A cavallo fra Africa, Asia ed America del Sud, quattro sono le vicende raccontate: quella del keniota Jackson, 10 anni, che per andare a scuola deve fare circa 15 km e ci impiega 2 ore, quella di Samuel, indiano di 11 anni che per recarsi a scuola deve fare 4 km e parte più di un’ora prima; Zahira, 12enne marocchina che per percorrere 22 km ed arrivare a scuola ci impiega 4 ore ed infine Carlos, 11enne argentino che parte un’ora e mezza prima a cavallo per poter raggiungere la scuola, posta a 18 km di distanza dall’altopiano dove abita con la famiglia.
Per questi ragazzini, la scuola rappresenta quell’unica probabilità di salvarsi ed avere una vita più dignitosa, ed è per questo che nel loro letterale peregrinare in direzione dell’istruzione, infondono nel tragitto speranza, buona volontà ed impegno.
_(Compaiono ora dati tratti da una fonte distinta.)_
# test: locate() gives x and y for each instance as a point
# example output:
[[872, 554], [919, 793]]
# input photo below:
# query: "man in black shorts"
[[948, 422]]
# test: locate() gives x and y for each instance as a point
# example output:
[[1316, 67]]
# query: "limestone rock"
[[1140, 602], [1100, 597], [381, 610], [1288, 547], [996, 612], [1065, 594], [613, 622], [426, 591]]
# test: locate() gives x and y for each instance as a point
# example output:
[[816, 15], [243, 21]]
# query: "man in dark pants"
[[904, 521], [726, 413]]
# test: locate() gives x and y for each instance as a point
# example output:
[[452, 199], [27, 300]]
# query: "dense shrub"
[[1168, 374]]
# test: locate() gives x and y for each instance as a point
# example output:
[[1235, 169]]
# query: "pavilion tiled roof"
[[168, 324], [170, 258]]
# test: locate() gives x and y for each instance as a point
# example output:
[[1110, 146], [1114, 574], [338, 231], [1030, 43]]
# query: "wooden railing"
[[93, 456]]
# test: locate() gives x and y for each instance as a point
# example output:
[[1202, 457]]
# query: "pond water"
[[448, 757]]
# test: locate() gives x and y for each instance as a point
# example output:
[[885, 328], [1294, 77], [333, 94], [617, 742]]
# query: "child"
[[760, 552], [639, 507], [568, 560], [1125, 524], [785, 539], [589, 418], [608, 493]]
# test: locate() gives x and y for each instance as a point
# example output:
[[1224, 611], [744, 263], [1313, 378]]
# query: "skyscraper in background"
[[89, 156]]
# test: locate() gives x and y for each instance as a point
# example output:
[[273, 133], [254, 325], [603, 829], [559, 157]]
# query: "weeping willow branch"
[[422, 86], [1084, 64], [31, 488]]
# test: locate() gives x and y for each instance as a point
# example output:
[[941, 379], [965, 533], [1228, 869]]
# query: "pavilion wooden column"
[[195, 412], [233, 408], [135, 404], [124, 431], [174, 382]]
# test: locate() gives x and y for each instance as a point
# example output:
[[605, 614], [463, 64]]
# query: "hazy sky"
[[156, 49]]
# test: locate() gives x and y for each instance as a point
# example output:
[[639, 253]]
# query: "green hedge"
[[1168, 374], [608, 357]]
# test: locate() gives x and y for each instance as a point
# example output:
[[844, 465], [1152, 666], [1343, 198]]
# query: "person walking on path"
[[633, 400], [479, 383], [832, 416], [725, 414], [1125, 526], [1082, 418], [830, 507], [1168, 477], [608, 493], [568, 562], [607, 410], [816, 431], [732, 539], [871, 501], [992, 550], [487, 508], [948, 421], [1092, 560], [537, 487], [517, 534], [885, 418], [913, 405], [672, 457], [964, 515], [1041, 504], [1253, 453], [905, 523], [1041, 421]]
Spontanei davanti alla macchina da presa, gli adolescenti protagonisti hanno così raccontato e mostrato com’è la loro vita di tutti i giorni, le difficoltà che incontrano nel loro percorso ed in particolare quelle imposte dalla natura.
La Madre Terra è l’antagonista principale della pellicola. Zahira e le amiche con forza e determinazione affrontano gli altopiani sassosi del Marocco, il piccolo Samuel, costretto in sedia a rotelle viene aiutato dagli amici che dovranno occuparsi degli elefanti che intralciano il loro passaggio ed infine ad accumunare le storie, la debilitante minaccia del caldo.
Questo road movie si rivela quindi essere un’odissea, con una meta appena accennata. La scuola infatti, considerata quasi come fosse un miraggio, è la gratificazione finale, ma nel film sembra assumere dei contorni quasi irreali, o meglio, ponendo in macchina i volti dei ragazzini, il documentario perde un po’ di quella realtà e spontaneità da loro dimostrata, aumentando troppo l’elemento positivismo del film e facendolo per questo, sembrare una favola, con il classico lieto fine e la morale.
Nonostante ciò il film risulta audace, tenace e coraggioso, proprio come i suoi protagonisti. Vado a scuola è un documentario certo, ma il regista Pascal Plisson è riuscito a crearne una pellicola sempre più assomigliante ad un film, che regala emozioni rispetto alla freddezza degli sguardi in macchina (presenti, ma pochi) e della voce fuori campo a cui si associa solitamente questo genere cinematografico, dando vita così ad un racconto poetico, che grazie al miscuglio di realtà e finzione mantiene in perfetto equilibrio l’attenzione dello spettatore, coinvolgendolo in prima persona nelle storie raccontate, fra azione, avventura e dramma.